New York State Just Struck a Historic Deal to Raise the Minimum Wage to $15 an Hour

New York State Just Struck a Historic Deal to Raise the Minimum Wage to $15 an Hour
Source: Getty Images
Source: Getty Images

Just hours after the governor of California said that he would sign a statewide $15 minimum wage into law next week, lawmakers in New York struck their own deal on providing the same pay raise for many of the state's workers.

New York and California, which currently have $9 and $10 minimum wages, respectively, are now poised to become the first states in the nation to set a $15 an hour wage floor for nearly all workers.

The budget agreement reached between New York Gov. Andrew Cuomo and legislative leaders Thursday evening indicates that while New York City should have the full $15 minimum wage by the end of 2018, other areas such as Long Island and Westchester County won't hit $15 for close to six years, and still others could see it considerably later, according to the New York Times.

Read more: California Legislators Reach Historic Agreement on $15 Minimum Wage 

The New York budget deal also includes a policy that would give workers 12 weeks of paid leave for child care, to look after sick family members or to handle a military deployment in the family.

New York Governor Andrew Cuomo talking to reporters about the budget deal.
Source: Mike Groll/AP

In some circumstances, smaller businesses will be given more time to adapt. In New York City, businesses with 10 or fewer employees will have close to four years to reach the $15 wage, according to the Times.

The agreement also has a built-in "safety valve" that could potentially derail the $15 minimum wage anytime in the near future in certain regions of the state. Starting in 2019, labor and budget analysts in the executive branch of New York's government will determine how the wage increase should continue in some areas of the state with lower costs of living. 

In light of how unprecedented a high wage floor is for such a large population, it's not surprising that there are measures in place designed to hedge against the possibility of a surge in higher-wage-induced unemployment in parts of the state with a significantly lower cost of living. But it also seems that the path toward $15 in those areas will likely be subject to political vagaries that could have nothing to do with protecting the quality of the low-wage labor market.
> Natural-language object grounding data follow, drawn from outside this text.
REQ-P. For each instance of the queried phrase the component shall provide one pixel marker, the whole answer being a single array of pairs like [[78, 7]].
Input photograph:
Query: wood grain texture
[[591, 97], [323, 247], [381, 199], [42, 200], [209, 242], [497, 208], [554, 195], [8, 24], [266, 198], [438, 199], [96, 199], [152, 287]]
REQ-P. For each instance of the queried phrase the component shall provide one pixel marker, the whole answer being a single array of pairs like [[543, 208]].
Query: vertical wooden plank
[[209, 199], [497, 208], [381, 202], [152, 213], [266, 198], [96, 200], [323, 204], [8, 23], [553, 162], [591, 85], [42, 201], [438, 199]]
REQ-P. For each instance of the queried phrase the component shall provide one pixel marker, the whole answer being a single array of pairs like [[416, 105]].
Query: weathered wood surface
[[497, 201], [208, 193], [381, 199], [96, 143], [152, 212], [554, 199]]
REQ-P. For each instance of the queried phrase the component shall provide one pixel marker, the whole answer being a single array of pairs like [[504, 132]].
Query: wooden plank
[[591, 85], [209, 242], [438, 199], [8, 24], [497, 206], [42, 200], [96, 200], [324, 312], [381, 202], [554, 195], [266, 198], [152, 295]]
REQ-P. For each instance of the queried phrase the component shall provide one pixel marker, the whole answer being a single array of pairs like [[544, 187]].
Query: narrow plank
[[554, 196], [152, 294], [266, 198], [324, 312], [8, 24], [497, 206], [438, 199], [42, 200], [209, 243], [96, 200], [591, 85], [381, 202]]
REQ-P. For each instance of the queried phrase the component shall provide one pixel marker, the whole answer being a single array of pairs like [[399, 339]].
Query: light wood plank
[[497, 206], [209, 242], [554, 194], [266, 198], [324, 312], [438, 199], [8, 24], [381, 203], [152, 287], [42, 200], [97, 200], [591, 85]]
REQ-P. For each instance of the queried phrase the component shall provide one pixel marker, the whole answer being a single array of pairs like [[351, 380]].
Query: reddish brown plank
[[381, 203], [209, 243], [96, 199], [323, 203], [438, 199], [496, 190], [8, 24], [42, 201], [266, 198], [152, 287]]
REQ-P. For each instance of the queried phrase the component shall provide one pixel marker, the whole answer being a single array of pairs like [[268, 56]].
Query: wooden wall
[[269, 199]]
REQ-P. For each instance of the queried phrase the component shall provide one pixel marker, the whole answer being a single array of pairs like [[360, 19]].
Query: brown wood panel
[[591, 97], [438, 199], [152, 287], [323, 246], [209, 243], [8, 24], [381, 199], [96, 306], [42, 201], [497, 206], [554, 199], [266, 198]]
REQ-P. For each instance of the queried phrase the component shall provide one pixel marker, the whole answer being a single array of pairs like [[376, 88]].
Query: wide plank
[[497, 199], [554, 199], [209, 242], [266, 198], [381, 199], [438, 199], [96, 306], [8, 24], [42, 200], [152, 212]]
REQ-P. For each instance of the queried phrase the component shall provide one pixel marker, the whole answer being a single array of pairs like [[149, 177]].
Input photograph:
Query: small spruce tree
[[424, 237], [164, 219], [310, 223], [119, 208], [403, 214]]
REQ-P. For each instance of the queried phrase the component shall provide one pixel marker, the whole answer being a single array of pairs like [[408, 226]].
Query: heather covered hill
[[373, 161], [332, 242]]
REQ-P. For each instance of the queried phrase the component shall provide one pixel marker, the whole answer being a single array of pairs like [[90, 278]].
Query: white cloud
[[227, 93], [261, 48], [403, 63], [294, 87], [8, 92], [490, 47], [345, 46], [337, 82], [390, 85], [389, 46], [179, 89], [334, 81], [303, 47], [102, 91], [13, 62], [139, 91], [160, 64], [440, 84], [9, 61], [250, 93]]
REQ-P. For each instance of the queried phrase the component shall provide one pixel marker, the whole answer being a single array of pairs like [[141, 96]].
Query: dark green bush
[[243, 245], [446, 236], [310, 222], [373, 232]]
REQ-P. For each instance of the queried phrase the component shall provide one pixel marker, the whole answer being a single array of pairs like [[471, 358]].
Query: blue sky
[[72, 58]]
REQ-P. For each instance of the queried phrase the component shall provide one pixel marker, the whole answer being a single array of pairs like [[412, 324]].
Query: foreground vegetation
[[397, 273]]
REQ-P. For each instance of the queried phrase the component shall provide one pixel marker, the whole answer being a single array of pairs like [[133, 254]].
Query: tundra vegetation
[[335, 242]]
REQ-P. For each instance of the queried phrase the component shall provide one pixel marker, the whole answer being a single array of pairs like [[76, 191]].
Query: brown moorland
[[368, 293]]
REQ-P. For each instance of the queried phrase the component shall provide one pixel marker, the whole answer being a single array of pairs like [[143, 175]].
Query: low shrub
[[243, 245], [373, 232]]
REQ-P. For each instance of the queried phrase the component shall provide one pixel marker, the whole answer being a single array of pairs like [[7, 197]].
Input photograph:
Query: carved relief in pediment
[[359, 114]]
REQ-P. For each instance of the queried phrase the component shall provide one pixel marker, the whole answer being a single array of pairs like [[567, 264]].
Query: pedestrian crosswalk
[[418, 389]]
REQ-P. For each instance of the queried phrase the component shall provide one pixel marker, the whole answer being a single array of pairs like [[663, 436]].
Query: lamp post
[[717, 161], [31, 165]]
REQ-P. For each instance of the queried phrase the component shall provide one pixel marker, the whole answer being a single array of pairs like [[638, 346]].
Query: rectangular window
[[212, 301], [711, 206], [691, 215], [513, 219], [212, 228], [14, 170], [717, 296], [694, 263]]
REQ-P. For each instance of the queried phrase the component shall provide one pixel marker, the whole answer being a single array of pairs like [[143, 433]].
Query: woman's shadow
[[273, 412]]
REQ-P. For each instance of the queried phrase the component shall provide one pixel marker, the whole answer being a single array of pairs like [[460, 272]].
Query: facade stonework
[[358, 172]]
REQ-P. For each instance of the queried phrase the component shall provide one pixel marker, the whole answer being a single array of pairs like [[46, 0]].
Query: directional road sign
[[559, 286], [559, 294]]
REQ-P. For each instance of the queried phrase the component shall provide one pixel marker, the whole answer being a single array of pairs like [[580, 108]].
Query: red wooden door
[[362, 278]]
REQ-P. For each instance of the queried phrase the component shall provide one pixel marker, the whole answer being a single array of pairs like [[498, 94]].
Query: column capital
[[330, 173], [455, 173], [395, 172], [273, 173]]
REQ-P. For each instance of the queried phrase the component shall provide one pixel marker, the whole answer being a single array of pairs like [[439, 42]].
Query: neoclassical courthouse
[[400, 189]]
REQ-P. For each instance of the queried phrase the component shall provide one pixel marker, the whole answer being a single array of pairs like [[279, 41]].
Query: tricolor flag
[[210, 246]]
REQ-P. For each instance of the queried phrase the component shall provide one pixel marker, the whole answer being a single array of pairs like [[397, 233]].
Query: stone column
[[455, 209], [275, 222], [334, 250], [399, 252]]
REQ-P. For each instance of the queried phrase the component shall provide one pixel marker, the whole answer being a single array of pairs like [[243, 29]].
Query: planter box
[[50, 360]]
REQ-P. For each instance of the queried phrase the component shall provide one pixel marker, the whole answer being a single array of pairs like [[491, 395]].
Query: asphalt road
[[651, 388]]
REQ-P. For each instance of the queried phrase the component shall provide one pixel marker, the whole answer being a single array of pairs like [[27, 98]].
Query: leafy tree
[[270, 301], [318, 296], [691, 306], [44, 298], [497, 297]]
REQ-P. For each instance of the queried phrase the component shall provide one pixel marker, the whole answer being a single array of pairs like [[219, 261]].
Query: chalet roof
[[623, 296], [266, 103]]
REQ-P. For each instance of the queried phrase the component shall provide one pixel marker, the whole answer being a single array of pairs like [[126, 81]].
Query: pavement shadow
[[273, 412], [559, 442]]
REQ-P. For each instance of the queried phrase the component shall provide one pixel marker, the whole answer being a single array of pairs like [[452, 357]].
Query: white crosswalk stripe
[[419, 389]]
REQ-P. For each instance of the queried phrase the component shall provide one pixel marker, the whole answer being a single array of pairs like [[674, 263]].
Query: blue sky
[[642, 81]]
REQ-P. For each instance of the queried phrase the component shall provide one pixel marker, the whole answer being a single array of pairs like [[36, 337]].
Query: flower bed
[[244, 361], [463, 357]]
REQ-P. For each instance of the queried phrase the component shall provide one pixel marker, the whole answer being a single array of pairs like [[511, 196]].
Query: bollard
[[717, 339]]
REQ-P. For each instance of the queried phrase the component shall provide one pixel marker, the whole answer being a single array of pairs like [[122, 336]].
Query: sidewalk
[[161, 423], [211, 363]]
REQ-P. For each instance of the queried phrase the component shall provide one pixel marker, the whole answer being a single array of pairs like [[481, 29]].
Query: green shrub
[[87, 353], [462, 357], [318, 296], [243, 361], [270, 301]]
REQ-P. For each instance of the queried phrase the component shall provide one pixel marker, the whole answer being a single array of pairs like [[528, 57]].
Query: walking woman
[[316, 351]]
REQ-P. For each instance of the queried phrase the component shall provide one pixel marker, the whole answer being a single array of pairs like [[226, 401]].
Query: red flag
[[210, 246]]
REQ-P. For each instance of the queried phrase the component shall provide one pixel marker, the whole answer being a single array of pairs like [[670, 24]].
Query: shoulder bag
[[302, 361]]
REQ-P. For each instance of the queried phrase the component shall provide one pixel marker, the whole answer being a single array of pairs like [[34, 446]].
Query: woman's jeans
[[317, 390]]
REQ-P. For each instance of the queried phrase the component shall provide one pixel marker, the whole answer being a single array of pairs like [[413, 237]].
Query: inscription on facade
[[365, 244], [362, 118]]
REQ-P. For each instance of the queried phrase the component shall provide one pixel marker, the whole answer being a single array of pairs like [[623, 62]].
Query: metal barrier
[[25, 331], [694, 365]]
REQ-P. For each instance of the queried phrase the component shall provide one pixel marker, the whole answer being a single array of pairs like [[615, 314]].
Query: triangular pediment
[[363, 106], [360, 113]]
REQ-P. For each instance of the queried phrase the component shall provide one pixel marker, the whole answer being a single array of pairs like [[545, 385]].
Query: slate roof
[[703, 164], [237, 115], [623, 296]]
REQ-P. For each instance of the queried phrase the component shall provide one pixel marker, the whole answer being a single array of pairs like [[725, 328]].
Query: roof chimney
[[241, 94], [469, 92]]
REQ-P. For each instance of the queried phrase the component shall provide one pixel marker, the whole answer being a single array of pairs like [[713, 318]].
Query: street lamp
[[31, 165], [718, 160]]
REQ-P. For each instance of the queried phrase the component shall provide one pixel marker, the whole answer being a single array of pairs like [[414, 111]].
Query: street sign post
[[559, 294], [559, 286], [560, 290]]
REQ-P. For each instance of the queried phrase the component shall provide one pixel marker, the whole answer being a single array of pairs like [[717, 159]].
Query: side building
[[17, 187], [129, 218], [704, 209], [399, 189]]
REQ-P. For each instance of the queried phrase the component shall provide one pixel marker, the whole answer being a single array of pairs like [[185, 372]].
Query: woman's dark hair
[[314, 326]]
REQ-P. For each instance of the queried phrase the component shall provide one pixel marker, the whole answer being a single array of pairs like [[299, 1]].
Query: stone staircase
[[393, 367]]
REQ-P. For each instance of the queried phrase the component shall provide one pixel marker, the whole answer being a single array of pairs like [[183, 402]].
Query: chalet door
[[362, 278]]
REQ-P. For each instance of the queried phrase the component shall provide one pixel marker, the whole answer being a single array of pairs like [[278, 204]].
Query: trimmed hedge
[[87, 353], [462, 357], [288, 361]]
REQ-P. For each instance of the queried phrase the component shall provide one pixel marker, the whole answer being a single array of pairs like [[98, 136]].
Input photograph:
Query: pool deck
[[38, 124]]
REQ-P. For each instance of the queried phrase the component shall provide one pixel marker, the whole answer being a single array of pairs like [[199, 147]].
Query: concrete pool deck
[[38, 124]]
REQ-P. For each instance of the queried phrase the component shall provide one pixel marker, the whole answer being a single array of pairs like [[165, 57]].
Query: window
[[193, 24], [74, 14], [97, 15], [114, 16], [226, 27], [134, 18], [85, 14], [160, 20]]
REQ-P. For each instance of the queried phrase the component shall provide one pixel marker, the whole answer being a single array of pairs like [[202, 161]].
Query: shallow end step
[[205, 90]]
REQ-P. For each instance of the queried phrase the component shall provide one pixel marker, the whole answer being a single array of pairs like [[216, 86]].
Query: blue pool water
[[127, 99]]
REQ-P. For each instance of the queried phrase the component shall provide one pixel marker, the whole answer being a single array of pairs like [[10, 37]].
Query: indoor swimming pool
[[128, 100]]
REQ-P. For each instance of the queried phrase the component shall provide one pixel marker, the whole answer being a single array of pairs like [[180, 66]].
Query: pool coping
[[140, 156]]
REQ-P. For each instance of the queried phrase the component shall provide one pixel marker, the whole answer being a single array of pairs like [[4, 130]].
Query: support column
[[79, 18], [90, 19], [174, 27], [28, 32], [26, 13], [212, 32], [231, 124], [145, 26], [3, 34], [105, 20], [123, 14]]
If political momentum for higher wages slows down in coming years and there's someone particularly conservative and vulnerable in the governor's mansion around 2020, who will the safety valve be used to protect?

In California, the new minimum wage law would allow the governor to slow down the wage increase in the case of economic or fiscal crisis, but it's currently set to increase to $15 statewide in six years automatically. By contrast, in some areas of New York the automatic annual schedule only takes the wage floor to $12.50 an hour before the government begins to take a more ad hoc approach to further increases.   

Between California and New York, a population of roughly 60 million people live in communities that will generally be climbing toward a much higher minimum wage in the next half decade.

It's a good week for low-wage workers who have been tirelessly organizing and protesting under the banner of the "Fight for $15" movement for years.